This is another blog about Raspberry PI, and today I want to show how I did a simple Kafka cluster demo using Sense Hat & GFX Hat.

If you’re not familiar with Kafka, I suggest you have a look at my previous post What is Kafka? before, and you can have a look at how I created the Kafka cluster here.

The Sense HAT is an add-on board for Raspberry Pi, tha has an 8×8 RGB LED matrix, a five-button joystick and includes the following sensors: Gyroscope, Accelerometer, Magnetometer, Barometer, Temperature sensor and Relative Humidity sensor.
You can learn more about Sense hat in my previous blog.

The GFX HAT is an add-on board for Raspberry Pi, tha has a 128×64 pixel, 2.15″ LCD display with snazzy six-zone RGB backlight and six capacitive touch buttons. GFX HAT makes an ideal display and interface for your headless Pi projects.
You can learn more about GFX hat here and check the API here.

The idea here is to focus on scenarios where the Kafka clients and the Kafka brokers are running on the edge. This enables edge processing, integration, decoupling, low latency, and cost-efficient data processing.

Edge Kafka is not simply yet another IoT project using Kafka in a remote location. Edge Kafka is an essential component of a streaming nervous system that spans IoT (or OT in Industrial IoT) and non-IoT (traditional data-center / cloud infrastructures).

Multi-cluster and cross-data center deployments of Apache Kafka have become the norm rather than an exception. A Kafka deployment at the edge can be an independent project. However, in most cases, Kafka at the edge is part of an overall Kafka architecture.
Apache Kafka is the New Black at the Edge in Industrial IoT, Logistics, and Retailing

https://www.kai-waehner.de/blog/2020/01/01/apache-kafka-edge-computing-industrial-iot-retailing-logistics/

Idea

A Raspberry Pi 2 nodes Kafka cluster, with a Micronaut Kafka producer that gets sense hat data and a Quarkus Kafka consumer that puts the result in a REST that GFX Hat reads using python API.

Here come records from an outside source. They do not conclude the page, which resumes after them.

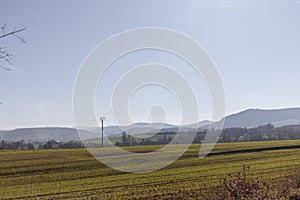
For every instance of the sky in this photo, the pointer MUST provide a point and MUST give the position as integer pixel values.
(254, 44)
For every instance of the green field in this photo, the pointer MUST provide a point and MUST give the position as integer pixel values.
(75, 174)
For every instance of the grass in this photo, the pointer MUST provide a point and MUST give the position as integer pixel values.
(75, 174)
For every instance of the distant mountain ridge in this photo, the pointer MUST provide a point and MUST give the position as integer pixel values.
(245, 119)
(255, 117)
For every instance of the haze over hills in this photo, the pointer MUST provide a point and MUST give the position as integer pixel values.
(255, 117)
(246, 119)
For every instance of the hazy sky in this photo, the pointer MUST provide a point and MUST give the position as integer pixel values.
(255, 45)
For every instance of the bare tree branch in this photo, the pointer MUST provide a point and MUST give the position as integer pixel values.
(13, 32)
(4, 54)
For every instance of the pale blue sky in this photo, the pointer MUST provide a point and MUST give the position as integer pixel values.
(255, 44)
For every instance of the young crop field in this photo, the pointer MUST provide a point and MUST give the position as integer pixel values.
(76, 174)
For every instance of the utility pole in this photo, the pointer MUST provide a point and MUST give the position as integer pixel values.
(102, 120)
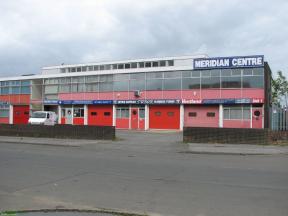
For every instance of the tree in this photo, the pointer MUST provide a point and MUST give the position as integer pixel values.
(280, 90)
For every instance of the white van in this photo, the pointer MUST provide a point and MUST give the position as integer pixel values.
(43, 118)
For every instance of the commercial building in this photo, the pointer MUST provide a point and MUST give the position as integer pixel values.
(156, 93)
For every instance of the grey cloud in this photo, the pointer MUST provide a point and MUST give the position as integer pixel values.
(41, 33)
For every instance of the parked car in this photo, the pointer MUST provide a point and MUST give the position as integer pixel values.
(43, 118)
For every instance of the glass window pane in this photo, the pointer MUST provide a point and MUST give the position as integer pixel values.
(138, 76)
(154, 75)
(258, 71)
(246, 113)
(190, 83)
(247, 72)
(106, 86)
(226, 114)
(154, 84)
(25, 90)
(226, 72)
(253, 82)
(52, 89)
(215, 73)
(210, 82)
(235, 113)
(15, 90)
(186, 73)
(205, 73)
(230, 82)
(121, 77)
(137, 85)
(172, 84)
(172, 74)
(236, 72)
(106, 78)
(92, 79)
(92, 87)
(195, 73)
(121, 86)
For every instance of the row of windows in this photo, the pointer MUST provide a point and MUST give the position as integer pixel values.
(124, 112)
(160, 84)
(236, 112)
(132, 65)
(15, 90)
(208, 114)
(159, 75)
(15, 83)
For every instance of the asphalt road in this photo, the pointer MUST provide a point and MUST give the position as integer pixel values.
(142, 172)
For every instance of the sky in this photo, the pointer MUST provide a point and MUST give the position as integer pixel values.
(38, 33)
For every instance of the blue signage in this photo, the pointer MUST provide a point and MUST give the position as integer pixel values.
(160, 101)
(227, 101)
(229, 62)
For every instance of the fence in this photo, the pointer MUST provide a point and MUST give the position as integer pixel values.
(59, 131)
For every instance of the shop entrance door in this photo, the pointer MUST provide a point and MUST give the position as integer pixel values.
(134, 118)
(68, 116)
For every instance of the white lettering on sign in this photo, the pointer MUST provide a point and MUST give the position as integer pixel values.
(246, 61)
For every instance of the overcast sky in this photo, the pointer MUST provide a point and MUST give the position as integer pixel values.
(37, 33)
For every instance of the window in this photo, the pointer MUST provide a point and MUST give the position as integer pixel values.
(158, 113)
(253, 82)
(142, 113)
(170, 114)
(51, 89)
(141, 64)
(121, 86)
(170, 62)
(173, 74)
(134, 65)
(237, 113)
(106, 86)
(162, 63)
(172, 84)
(190, 83)
(78, 112)
(231, 82)
(122, 112)
(137, 85)
(192, 114)
(147, 64)
(154, 75)
(154, 84)
(155, 64)
(210, 114)
(93, 87)
(120, 66)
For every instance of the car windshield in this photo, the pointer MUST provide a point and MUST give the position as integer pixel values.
(39, 115)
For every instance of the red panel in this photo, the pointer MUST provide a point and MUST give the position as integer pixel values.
(78, 121)
(98, 115)
(257, 120)
(164, 117)
(122, 123)
(142, 124)
(201, 119)
(4, 120)
(236, 123)
(20, 114)
(134, 113)
(154, 95)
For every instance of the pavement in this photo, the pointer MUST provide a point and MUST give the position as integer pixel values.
(151, 173)
(194, 148)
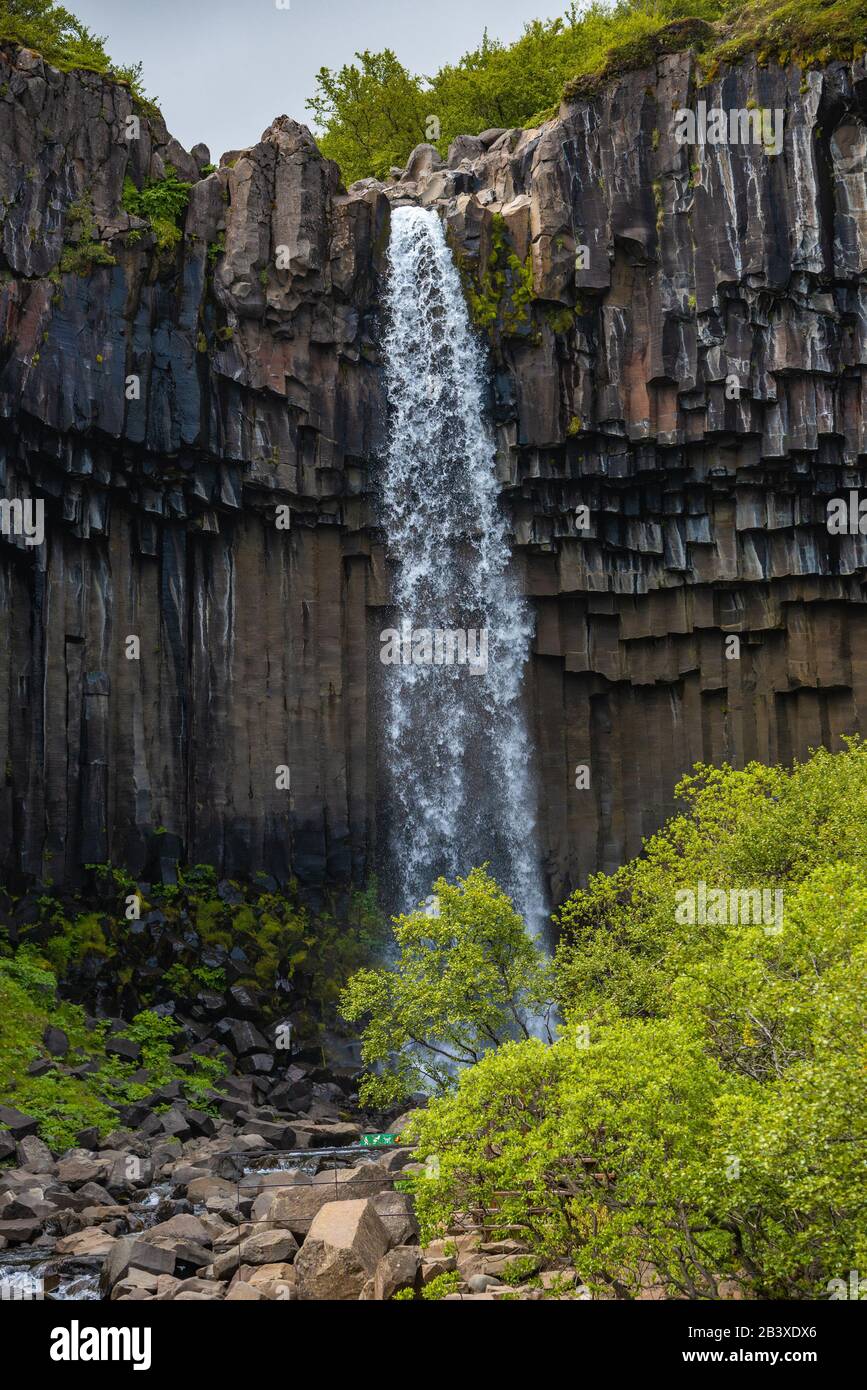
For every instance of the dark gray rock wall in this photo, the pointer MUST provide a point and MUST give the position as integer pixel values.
(260, 388)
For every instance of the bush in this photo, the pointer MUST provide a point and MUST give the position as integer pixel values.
(63, 41)
(463, 982)
(699, 1125)
(161, 203)
(371, 113)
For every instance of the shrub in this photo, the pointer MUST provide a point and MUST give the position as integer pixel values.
(463, 982)
(699, 1123)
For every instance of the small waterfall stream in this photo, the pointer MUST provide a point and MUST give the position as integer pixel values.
(456, 738)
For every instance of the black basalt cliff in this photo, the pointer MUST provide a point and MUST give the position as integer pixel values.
(695, 378)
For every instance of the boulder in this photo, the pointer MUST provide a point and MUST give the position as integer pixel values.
(296, 1205)
(268, 1247)
(17, 1123)
(345, 1244)
(398, 1269)
(78, 1168)
(398, 1215)
(131, 1251)
(35, 1155)
(86, 1243)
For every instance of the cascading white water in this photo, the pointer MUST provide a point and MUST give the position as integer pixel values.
(456, 740)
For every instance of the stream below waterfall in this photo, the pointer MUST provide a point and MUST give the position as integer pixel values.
(34, 1272)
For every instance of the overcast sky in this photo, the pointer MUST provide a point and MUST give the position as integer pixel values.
(223, 70)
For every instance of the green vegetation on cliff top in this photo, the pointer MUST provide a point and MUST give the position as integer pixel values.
(374, 111)
(64, 41)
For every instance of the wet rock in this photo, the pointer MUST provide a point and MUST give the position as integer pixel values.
(398, 1269)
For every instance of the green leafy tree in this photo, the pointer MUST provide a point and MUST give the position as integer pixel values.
(373, 113)
(699, 1126)
(463, 982)
(160, 202)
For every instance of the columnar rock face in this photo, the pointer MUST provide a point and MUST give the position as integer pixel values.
(678, 387)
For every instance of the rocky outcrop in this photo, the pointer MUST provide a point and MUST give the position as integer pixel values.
(678, 349)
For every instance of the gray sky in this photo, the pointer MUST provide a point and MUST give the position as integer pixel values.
(223, 70)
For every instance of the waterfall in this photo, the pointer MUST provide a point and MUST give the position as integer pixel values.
(455, 733)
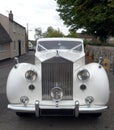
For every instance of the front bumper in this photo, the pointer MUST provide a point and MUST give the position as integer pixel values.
(68, 105)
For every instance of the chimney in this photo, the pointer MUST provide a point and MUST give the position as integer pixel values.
(10, 15)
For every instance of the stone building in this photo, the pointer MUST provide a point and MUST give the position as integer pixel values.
(12, 37)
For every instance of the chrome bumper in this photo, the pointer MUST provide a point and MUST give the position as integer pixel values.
(72, 105)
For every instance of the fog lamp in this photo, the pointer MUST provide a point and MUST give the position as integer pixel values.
(56, 94)
(24, 100)
(89, 100)
(31, 75)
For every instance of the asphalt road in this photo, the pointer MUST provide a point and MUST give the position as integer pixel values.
(9, 120)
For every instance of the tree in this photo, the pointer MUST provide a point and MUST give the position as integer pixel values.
(72, 34)
(95, 16)
(51, 32)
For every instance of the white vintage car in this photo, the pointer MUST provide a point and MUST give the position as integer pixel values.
(59, 83)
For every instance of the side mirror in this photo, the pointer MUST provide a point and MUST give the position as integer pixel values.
(16, 60)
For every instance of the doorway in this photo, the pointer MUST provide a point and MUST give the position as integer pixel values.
(19, 44)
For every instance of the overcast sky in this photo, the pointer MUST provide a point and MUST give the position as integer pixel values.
(37, 13)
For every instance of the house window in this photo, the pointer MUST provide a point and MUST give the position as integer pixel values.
(14, 45)
(2, 47)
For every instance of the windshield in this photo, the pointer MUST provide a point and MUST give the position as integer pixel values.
(47, 45)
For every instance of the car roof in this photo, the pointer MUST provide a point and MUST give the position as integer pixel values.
(61, 39)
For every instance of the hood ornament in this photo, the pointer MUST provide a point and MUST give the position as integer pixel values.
(57, 53)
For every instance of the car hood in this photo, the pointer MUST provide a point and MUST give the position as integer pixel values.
(66, 54)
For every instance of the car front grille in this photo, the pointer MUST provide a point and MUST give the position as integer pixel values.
(57, 72)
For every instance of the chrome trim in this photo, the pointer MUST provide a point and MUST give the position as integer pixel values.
(57, 72)
(76, 110)
(37, 111)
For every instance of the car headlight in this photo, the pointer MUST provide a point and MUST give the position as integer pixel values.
(83, 74)
(31, 75)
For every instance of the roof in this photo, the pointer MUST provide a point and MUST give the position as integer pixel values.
(4, 36)
(61, 39)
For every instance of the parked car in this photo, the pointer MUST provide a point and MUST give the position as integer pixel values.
(59, 82)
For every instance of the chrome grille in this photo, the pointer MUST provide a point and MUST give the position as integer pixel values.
(57, 72)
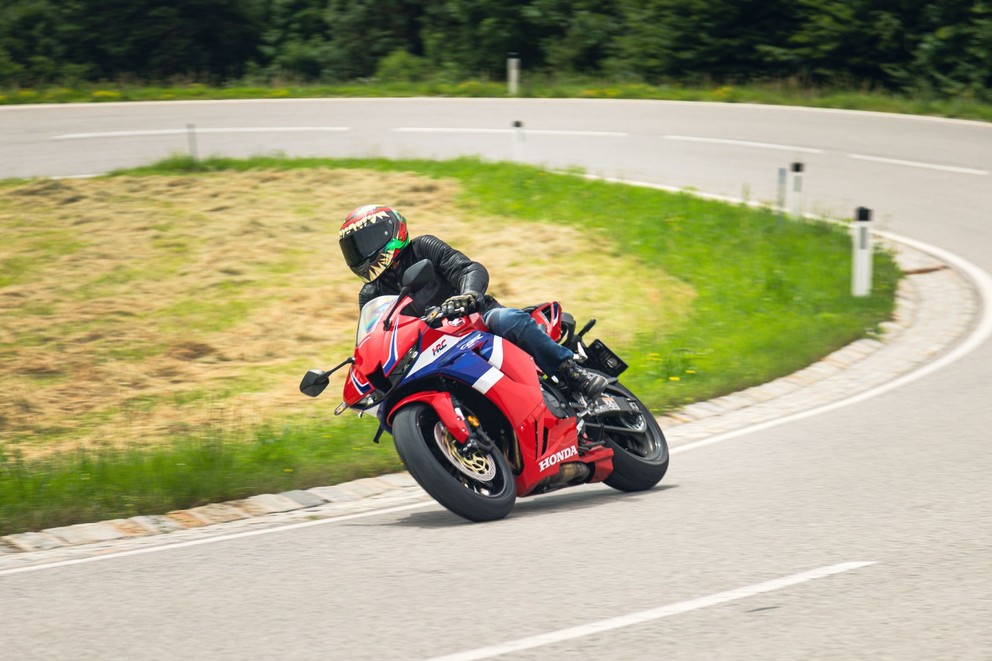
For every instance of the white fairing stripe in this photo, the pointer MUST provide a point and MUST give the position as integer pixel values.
(496, 359)
(440, 347)
(488, 380)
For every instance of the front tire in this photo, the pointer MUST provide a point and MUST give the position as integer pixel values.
(479, 487)
(640, 451)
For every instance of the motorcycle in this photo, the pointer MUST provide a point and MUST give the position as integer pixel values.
(472, 419)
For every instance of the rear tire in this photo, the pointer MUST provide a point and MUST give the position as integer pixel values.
(478, 488)
(640, 451)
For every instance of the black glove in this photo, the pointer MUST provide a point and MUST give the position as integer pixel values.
(461, 305)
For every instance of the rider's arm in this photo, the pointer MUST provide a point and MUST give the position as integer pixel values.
(464, 274)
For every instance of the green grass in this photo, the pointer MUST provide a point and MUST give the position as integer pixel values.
(785, 92)
(200, 467)
(772, 295)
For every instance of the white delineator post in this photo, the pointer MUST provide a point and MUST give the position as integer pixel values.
(191, 140)
(512, 73)
(862, 252)
(780, 202)
(796, 193)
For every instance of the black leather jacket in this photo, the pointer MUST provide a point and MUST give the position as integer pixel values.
(454, 274)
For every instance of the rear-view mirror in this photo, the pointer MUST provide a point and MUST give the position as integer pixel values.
(313, 383)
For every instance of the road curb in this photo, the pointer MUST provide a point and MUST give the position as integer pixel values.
(936, 306)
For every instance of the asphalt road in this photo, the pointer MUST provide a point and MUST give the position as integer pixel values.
(864, 532)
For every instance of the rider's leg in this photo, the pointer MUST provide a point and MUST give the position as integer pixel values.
(518, 327)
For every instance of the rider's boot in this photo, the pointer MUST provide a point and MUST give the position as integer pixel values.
(580, 380)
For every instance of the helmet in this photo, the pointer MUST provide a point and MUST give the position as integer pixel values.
(371, 238)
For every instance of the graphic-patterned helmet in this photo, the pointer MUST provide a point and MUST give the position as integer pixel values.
(371, 239)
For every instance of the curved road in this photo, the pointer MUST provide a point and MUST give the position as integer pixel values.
(864, 532)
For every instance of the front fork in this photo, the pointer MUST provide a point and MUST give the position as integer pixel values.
(466, 429)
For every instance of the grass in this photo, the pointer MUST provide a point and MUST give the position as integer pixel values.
(209, 465)
(185, 362)
(785, 92)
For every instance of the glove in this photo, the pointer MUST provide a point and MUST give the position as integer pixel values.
(461, 305)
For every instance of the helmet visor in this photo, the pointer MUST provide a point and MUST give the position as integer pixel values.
(363, 244)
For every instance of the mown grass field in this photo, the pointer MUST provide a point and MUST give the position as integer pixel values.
(154, 324)
(784, 92)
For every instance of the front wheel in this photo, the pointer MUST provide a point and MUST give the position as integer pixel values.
(478, 487)
(640, 451)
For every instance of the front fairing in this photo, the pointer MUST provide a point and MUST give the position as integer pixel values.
(379, 351)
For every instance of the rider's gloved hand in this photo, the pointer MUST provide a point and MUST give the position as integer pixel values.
(461, 305)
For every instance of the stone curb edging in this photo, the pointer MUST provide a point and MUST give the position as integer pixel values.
(935, 305)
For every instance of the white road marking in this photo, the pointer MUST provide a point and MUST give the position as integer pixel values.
(981, 332)
(649, 615)
(427, 129)
(243, 129)
(211, 540)
(918, 164)
(743, 143)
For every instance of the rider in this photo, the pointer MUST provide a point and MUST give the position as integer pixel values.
(378, 249)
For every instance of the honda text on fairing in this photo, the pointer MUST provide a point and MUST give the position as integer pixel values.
(472, 419)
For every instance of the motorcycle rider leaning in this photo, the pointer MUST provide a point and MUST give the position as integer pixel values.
(377, 247)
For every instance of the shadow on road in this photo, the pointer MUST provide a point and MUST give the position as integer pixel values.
(568, 499)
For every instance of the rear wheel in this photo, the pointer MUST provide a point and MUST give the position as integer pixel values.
(640, 451)
(478, 487)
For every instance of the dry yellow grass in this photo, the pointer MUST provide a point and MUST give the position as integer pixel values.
(135, 307)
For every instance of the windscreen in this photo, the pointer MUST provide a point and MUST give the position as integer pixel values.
(372, 314)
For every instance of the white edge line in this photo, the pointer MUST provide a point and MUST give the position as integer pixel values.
(918, 164)
(649, 615)
(743, 143)
(210, 540)
(983, 329)
(442, 129)
(235, 129)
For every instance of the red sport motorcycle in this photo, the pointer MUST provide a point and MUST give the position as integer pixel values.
(473, 420)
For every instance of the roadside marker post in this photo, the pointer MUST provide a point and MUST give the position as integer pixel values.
(191, 140)
(796, 193)
(862, 252)
(780, 202)
(512, 73)
(518, 140)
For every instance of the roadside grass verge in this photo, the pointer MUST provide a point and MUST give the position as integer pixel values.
(783, 92)
(156, 322)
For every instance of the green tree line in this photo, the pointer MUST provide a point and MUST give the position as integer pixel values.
(943, 47)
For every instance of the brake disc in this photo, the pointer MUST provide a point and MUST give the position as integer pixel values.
(476, 465)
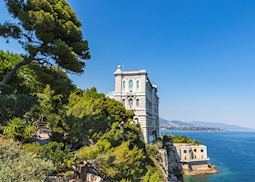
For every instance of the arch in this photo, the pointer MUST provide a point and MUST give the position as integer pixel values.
(137, 102)
(130, 84)
(137, 84)
(137, 121)
(124, 84)
(130, 102)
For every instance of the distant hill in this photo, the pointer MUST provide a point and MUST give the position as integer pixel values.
(199, 125)
(222, 126)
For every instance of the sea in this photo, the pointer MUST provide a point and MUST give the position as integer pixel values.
(233, 154)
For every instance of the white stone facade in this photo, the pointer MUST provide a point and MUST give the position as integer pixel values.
(135, 91)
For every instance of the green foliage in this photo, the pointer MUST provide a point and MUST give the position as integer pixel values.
(48, 31)
(121, 154)
(58, 153)
(90, 114)
(14, 105)
(19, 165)
(33, 78)
(19, 130)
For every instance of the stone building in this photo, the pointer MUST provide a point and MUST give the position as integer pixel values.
(194, 159)
(136, 92)
(192, 153)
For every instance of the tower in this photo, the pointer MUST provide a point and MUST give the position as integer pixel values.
(135, 91)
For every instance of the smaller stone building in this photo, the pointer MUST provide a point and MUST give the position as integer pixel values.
(194, 159)
(192, 153)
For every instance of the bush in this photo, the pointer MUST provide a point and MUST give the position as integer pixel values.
(19, 165)
(59, 154)
(18, 130)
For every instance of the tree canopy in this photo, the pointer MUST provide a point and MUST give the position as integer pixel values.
(49, 32)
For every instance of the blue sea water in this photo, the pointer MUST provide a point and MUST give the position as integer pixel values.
(233, 154)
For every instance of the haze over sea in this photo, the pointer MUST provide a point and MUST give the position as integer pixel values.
(233, 153)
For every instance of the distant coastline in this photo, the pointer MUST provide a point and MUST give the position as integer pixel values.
(199, 126)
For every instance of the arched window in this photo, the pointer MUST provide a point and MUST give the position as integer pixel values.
(130, 102)
(137, 84)
(124, 84)
(130, 84)
(137, 102)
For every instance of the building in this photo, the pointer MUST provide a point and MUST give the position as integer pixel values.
(193, 157)
(136, 92)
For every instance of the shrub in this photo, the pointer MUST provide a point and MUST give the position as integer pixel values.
(19, 165)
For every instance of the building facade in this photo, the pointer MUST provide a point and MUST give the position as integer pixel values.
(192, 153)
(135, 91)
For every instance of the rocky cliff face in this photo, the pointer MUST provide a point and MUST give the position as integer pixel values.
(170, 161)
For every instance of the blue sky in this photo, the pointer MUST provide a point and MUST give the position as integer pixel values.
(200, 53)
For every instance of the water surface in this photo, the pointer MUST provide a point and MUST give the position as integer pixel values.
(233, 153)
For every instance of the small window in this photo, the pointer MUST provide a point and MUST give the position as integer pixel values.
(137, 102)
(124, 84)
(130, 84)
(130, 102)
(137, 84)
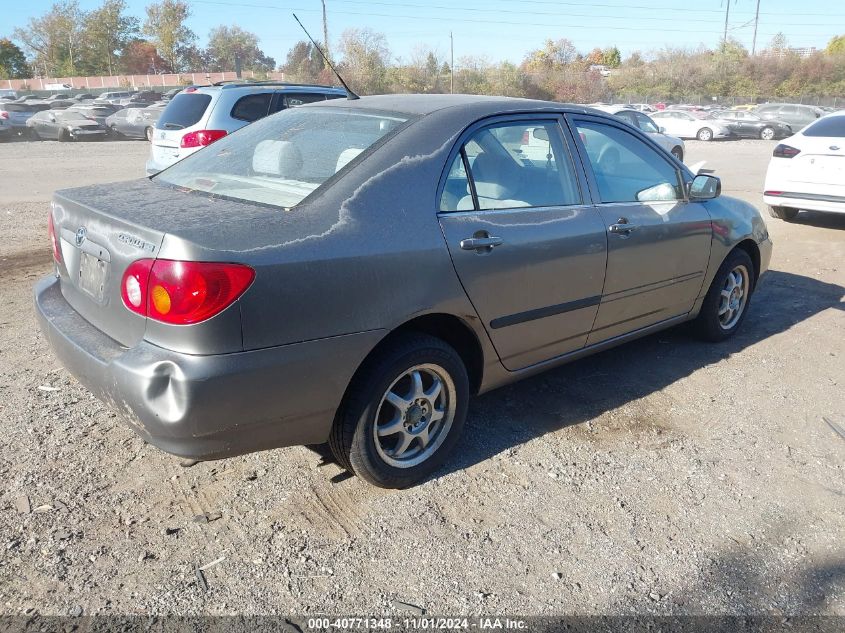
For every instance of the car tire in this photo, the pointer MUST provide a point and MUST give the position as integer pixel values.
(721, 316)
(787, 214)
(767, 134)
(385, 394)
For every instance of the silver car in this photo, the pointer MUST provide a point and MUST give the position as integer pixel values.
(671, 144)
(351, 272)
(199, 115)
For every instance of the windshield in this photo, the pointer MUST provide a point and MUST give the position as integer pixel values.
(281, 159)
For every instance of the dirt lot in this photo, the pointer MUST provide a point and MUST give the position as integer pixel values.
(666, 476)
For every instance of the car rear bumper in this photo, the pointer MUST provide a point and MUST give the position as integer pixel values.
(807, 202)
(207, 407)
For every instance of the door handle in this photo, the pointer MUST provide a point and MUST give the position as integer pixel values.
(622, 227)
(482, 244)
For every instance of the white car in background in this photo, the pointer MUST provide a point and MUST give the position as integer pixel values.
(671, 144)
(685, 125)
(807, 170)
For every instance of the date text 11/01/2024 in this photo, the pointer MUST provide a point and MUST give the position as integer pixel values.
(417, 624)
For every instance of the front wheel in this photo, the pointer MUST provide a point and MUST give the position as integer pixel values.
(726, 302)
(783, 213)
(403, 412)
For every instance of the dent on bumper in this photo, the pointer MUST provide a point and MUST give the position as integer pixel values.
(207, 406)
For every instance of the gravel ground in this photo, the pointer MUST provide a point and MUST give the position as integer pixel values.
(666, 476)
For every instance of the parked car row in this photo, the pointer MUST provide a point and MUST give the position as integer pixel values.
(64, 117)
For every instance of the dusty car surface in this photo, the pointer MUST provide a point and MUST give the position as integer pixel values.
(352, 271)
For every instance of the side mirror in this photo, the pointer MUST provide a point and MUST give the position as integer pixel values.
(705, 187)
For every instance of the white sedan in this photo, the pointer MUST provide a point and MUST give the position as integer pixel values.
(685, 125)
(807, 170)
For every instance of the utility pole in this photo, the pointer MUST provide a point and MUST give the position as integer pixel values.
(325, 31)
(756, 19)
(452, 64)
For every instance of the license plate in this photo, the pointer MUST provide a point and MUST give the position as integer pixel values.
(92, 276)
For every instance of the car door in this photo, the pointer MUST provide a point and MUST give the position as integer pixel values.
(658, 241)
(529, 248)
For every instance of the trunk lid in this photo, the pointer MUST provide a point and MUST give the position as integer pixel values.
(821, 162)
(97, 245)
(123, 222)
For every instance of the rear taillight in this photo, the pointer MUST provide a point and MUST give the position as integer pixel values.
(54, 241)
(785, 151)
(201, 138)
(183, 292)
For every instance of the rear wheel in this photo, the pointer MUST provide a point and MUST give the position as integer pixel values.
(767, 134)
(403, 412)
(783, 213)
(726, 303)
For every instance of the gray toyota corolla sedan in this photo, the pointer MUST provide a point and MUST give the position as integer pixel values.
(352, 272)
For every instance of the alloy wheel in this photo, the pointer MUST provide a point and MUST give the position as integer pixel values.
(733, 297)
(415, 416)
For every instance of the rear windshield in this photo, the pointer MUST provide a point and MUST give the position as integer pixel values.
(280, 160)
(184, 110)
(829, 126)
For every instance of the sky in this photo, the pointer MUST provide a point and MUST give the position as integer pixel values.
(501, 30)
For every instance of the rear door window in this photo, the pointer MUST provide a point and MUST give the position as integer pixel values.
(512, 165)
(625, 168)
(832, 126)
(184, 110)
(252, 107)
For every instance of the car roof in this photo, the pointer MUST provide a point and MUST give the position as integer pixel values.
(422, 104)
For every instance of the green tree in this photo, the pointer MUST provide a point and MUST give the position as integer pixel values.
(365, 56)
(107, 33)
(12, 61)
(836, 45)
(303, 62)
(165, 25)
(611, 57)
(54, 40)
(228, 43)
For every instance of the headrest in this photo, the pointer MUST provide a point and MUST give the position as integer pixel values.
(346, 157)
(277, 158)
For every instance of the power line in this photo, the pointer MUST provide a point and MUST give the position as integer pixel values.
(568, 25)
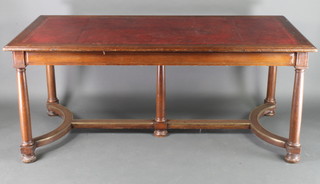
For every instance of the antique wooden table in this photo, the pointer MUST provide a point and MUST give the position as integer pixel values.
(161, 40)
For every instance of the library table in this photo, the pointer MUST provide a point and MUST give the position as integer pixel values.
(161, 40)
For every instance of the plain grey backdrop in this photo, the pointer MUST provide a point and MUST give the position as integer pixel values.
(129, 92)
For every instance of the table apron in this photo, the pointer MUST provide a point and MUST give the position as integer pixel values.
(127, 58)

The Micronaut producer gets the Sense Hat humidity, pressure, and temperature values and sends it to a Kafka topic.

The Quarkus consumer reads a Kafka topic and generates a REST interface with the last topic value. I used the GFX Hat to display the result.

You can get the full Micronaut Kafka Producer code on my GitHub.
You can get the full Quarkusl Kafka Consumer code on my GitHub.

Results

Kafka is a great solution for the edge. It enables deploying the same open, scalable, and reliable technology at the edge, data center, and the cloud. This is relevant across industries. Kafka is used in more and more places where nobody has seen it before. Edge sites include retail stores, restaurants, cell towers, trains, and many others.